By the end of the 2024 school year, the middle school aims to:

• Increase student proficiency by 10 percent in every grade level on the math portion of the Wisconsin Forward test.

•  Decrease referrals for classroom disruptions by 10 percent. 

The math goal relies on curriculum changes, as the district implemented a new fifth grade curriculum called Bridges as well as a new Illustrative Mathematics (IM) curriculum for grades six through eight. The IM curriculum relies on hands-on and visual aids to teach math.

The class period for math was also doubled from 45 minutes to 90 minutes this year, principal Andrea Eisner told the board, which allows teachers more time for the creative lessons and gives students time to work in groups and model problem solving.

Eisner said the school hopes to increase student math confidence as well because they know that math can be a difficult subject.

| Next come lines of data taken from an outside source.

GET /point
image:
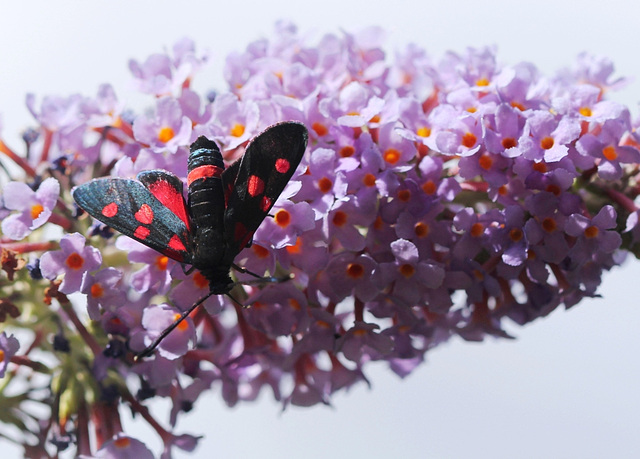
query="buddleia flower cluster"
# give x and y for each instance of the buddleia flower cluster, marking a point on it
(436, 198)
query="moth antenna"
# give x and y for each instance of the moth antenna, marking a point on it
(234, 300)
(149, 349)
(246, 271)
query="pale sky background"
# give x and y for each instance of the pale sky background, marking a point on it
(566, 388)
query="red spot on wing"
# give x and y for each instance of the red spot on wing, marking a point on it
(204, 172)
(141, 233)
(282, 165)
(171, 198)
(241, 235)
(266, 204)
(176, 244)
(255, 186)
(110, 210)
(145, 214)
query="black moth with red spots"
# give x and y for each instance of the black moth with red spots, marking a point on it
(224, 207)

“It’s really the notion that math is hard sometimes, and you just kind of have stamina to plow through it. We have different strategies one student might use versus another. So it’s just building confidence in students that we don’t give up. And there’s not one way to do math. But there’s many ways to do math,” she said.

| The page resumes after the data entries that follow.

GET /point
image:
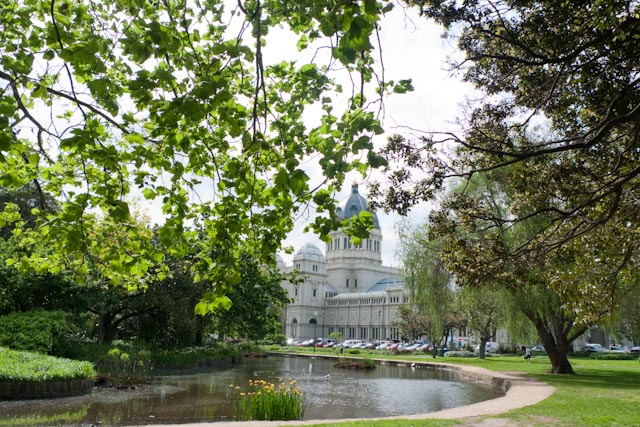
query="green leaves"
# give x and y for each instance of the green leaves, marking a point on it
(110, 101)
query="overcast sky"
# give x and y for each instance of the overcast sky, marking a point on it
(412, 48)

Board member Brian Steinlicht asked how the increased math periods are going so far this year, to which Eisner said teachers are seeing a difference. 

“Our teachers have, just observing as they’re doing lessons, they’re getting much more done. Because before the block was too short. ... so teachers are feeling more comfortable that they’re not rushed with the lesson,” she said.

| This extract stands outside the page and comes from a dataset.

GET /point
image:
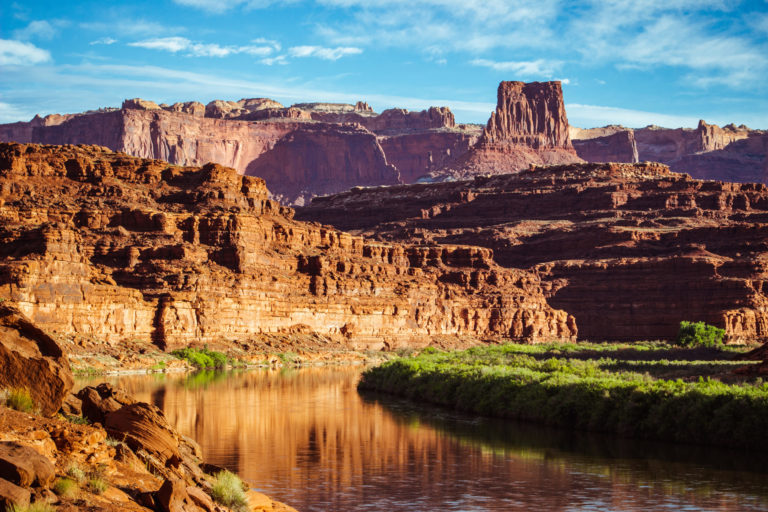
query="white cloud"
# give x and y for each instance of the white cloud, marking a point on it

The district also hopes to reduce classroom disruptions because they have seen growth over the last two years, Eisner said. About 74 percent of office referrals this year and last have come from the classroom whereas in the past most of these incidents have occured in common areas such as hallways, the cafeteria or at recess.

Issues are more spread out among different kids this year opposed to a few kids causing most of the disruption last year, Eisner told the board.

One area the school hopes to improve upon is knowing exactly what the disruption is and being more descriptive and accurate when teachers are reporting disruptions and misbehavior, Eisner said, adding that the data is reviewed each month to assess where the school can intervene.

Relationship building is a big part of reducing those disruptions, she said, because students don’t want to act out when they respect and have a connection with their teachers.

High school

Arcadia High School leaders set their goals on the ACT test as well as comprehension. Their goals are:

• Average a composite score of 17 on the ACT by 2024, a jump from their current average of 16.3.

• Increase student understanding of teacher explanation to 75 percent as measured by student perception surveys.

The ACT scores should be helped by the new illustrative math curriculum, and a new WIN (What I need) class period at the school that allows students to take practice ACT tests as well as receive focused instruction for areas in which they struggle, should also help, Lee said.

Teachers are also working to implement language that is used on the test into their curriculum, such as showing students the difference between summarizing and synthesizing information.

Students are also looking at their practice ACT test scores with a staff member to look at what areas they can focus on to improve their score on the real test.

“They’re going to be focusing and helping the students to goal-set within one of the four domains. ... Maybe it’s ‘I need to really focus on comma skills.’ So now I know specifically, I’m going to work on commas as a student, so that I can work on getting 10 more of those right versus it being this overwhelming task of ‘I have to increase my ACT score,’” Lee said.

As for understanding teachers, Lee said the focus was created after a student survey last year showed they didn’t always know what was being asked of them.

“Last year students took the survey and it was an area that kind of stood out to them as saying ‘If our students are saying that they’re not really understanding what the teachers are asking them at that point, that’s something we really want to work on to increase our culture and increase learning.’” 

A new survey will be sent to students soon to see if they are understanding learning targets, Lee said.